Idiopathic dilated cardiomyopathy: prognostic significance of electrocardiographic and electrophysiologic findings in the nineties
- PMID: 15554030
Idiopathic dilated cardiomyopathy: prognostic significance of electrocardiographic and electrophysiologic findings in the nineties
Abstract
Background: With the exception of a few cases such as aborted sudden cardiac death, sustained ventricular tachycardia, and syncope of unexplained origin, there is no consensus on the clinical findings identifying patients with idiopathic dilated cardiomyopathy with an increased risk of sudden cardiac death or malignant ventricular arrhythmias.
Methods: To verify whether electrocardiographic and arrhythmologic features could be useful for prognostic stratification, 78 consecutive patients with an invasive diagnosis of idiopathic dilated cardiomyopathy, but without symptomatic ventricular arrhythmias, were enrolled in a prospective study. Signal-averaged ECG, 24 to 48 hour ECG monitoring and electrophysiologic study were performed at the time of diagnosis to identify arrhythmogenic predictors of outcome. Transplant-free and arrhythmic event-free survival was evaluated on the basis of initial parameters.
Results: During a mean follow-up of 85 months, 9 patients died (6 of sudden cardiac death and 3 of congestive heart failure), 10 patients underwent cardiac transplantation for refractory heart failure, and 3 presented with sustained ventricular tachycardia.
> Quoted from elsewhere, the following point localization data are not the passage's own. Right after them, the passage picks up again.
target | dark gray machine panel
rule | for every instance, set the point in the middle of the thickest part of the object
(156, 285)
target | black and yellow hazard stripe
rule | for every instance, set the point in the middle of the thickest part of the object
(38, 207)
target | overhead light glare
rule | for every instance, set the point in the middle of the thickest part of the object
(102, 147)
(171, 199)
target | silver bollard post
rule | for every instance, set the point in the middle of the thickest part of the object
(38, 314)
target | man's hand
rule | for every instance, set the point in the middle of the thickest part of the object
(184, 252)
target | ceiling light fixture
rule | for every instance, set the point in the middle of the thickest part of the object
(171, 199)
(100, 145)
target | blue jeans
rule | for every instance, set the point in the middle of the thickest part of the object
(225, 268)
The independent predictors for death and cardiac transplantation were an HV interval > 55 ms and the combination of frequent repetitive ventricular ectopics with a poor left ventricular function. A strong index of arrhythmic events proved to be the association of a prolonged HV interval with a wide (> 110 ms) QRS complex (odds ratio 4.53, 95% confidence interval 1.57-13.04, p < 0.005).
Conclusions: An accurate measurement of the HV interval and QRS duration at baseline evaluation may add prognostic information in patients with idiopathic dilated cardiomyopathy. In our experience, abnormal values of both parameters identified a group of patients with a very high risk of late occurring arrhythmic events.